Academic Pathologies
While I have sometimes mentioned academic pathologies in this blog, I have not focused on them. Comparatively little on racial, gender, age discimination or preferences. Shenanigans in departments: votes not about the candidate but about freeing up tenure lines for someone else, tit for tat voting, departments being eliminated or combined, deans going directly to provosts to reverse a decision (sometimes to make a positive decision), methodological differences turned into quality judgment differences, etc. It surely helps if you are someone's "boy," or protege; it hurts if no one attached to you.
Committees may change mid-stream, you may be caught in a maelstrom that has nothing to do with you at all.
If you wish to find many examples of the pathologies, just go to the AAUP website or publications or The Chronicle of Higher Education.

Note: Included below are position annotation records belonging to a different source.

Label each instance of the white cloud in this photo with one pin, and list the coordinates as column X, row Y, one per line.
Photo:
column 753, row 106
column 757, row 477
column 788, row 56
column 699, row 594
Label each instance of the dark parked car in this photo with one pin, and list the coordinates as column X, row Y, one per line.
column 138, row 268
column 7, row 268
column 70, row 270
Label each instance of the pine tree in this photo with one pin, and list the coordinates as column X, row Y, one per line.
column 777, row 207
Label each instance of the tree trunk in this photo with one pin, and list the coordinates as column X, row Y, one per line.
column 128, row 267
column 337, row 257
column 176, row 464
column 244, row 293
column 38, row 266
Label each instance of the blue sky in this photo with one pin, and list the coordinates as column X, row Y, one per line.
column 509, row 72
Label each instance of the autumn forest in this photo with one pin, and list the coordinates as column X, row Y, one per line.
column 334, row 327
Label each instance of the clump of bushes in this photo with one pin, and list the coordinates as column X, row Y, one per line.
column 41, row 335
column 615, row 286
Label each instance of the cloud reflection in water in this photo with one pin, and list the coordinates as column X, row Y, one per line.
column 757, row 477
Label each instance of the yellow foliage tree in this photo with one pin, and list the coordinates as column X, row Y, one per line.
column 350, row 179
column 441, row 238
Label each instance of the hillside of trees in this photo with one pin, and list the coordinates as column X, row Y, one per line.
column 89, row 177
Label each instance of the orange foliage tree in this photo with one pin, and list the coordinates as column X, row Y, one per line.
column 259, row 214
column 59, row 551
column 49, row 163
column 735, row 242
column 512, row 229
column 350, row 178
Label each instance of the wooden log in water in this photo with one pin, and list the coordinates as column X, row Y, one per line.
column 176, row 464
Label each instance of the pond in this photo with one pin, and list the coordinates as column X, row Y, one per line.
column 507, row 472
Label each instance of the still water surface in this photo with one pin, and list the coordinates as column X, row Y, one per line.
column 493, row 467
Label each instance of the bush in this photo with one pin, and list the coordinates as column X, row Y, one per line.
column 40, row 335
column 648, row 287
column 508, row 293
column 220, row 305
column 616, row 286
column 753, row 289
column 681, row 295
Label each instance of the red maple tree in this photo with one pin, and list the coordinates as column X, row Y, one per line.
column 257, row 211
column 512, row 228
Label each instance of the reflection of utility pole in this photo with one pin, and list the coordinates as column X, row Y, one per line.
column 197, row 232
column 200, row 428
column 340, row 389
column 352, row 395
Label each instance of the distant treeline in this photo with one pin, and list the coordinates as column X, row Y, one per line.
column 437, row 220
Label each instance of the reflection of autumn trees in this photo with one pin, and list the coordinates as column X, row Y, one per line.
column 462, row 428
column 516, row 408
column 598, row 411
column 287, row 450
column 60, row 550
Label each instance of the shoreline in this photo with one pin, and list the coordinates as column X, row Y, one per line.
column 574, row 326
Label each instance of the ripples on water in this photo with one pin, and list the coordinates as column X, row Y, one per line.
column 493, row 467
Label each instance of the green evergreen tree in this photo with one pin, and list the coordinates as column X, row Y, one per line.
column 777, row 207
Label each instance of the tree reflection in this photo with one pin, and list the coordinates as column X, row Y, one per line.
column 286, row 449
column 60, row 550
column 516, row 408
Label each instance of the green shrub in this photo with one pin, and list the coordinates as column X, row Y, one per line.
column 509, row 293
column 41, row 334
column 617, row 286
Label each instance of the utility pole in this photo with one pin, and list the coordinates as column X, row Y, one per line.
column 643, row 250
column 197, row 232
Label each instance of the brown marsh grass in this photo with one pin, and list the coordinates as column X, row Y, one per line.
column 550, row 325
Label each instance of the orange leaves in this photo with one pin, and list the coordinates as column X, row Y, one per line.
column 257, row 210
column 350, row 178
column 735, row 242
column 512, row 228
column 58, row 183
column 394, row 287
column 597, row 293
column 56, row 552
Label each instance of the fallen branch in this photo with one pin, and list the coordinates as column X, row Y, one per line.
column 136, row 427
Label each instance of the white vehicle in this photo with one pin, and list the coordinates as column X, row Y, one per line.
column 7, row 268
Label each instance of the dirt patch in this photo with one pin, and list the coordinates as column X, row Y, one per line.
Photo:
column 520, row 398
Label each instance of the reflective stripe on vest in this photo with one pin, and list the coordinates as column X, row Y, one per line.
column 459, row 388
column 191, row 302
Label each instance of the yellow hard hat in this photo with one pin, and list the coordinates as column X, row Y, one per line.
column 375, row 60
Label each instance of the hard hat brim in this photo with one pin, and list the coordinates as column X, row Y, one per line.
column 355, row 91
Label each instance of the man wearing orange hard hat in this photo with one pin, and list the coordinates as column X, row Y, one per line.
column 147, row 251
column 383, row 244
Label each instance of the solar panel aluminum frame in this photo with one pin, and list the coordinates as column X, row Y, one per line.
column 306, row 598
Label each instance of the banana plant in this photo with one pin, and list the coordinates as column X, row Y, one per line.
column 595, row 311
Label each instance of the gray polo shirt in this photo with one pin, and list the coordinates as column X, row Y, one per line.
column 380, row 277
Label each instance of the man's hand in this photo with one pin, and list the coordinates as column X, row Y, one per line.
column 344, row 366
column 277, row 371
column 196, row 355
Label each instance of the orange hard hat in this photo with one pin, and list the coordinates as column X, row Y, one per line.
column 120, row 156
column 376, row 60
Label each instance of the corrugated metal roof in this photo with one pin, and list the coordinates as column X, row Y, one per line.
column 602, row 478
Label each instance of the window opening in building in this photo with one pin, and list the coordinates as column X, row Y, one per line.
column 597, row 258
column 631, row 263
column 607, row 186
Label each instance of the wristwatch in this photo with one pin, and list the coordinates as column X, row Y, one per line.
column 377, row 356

One might have administrative and legal recourse. A local or national campaign of supporters can sometimes help, especially if it is led by indisputably elite scholars. Still, I believe it is better to have a Plan B, a different sort of job, another university, ... : Living well is the best revenge. If they don't treat you well, go off and publish well, and say only nice things about them or suggest atrophy. Paul Samuelson always said that the Harvard Economics Department was not ready for his sort of work, although he did his doctorate there, rather than discuss their antisemitism. Hence he was at MIT. (Berkeley did not hire Feynman after WWII because of antisemitism (or at least Birge's) or that it had "enough" Jews already in its physics department. So Feynman went to Caltech.) You are unlikely to be so distinguished, but there is no reason not to pursue your career with greater energy. Judith Shklar, only made a regular professor at Harvard political science after many years as part-timer, said that she never felt majorized by any members of the department, and appreciated the extra time available from not attending meetings to do her work and bring up her family.
And if you find yourself stuck, with no academic job prospects, think more widely. It won't be the same, but you might well be happier. Foundations, journalism, your secret dream, or writing books at night while your dayjob is as a waiter--whatever. What's nice about scholarly work is that you can enter and dominate the conversation if your work is outstanding no matter what your position. Of course, those with positions have it easier.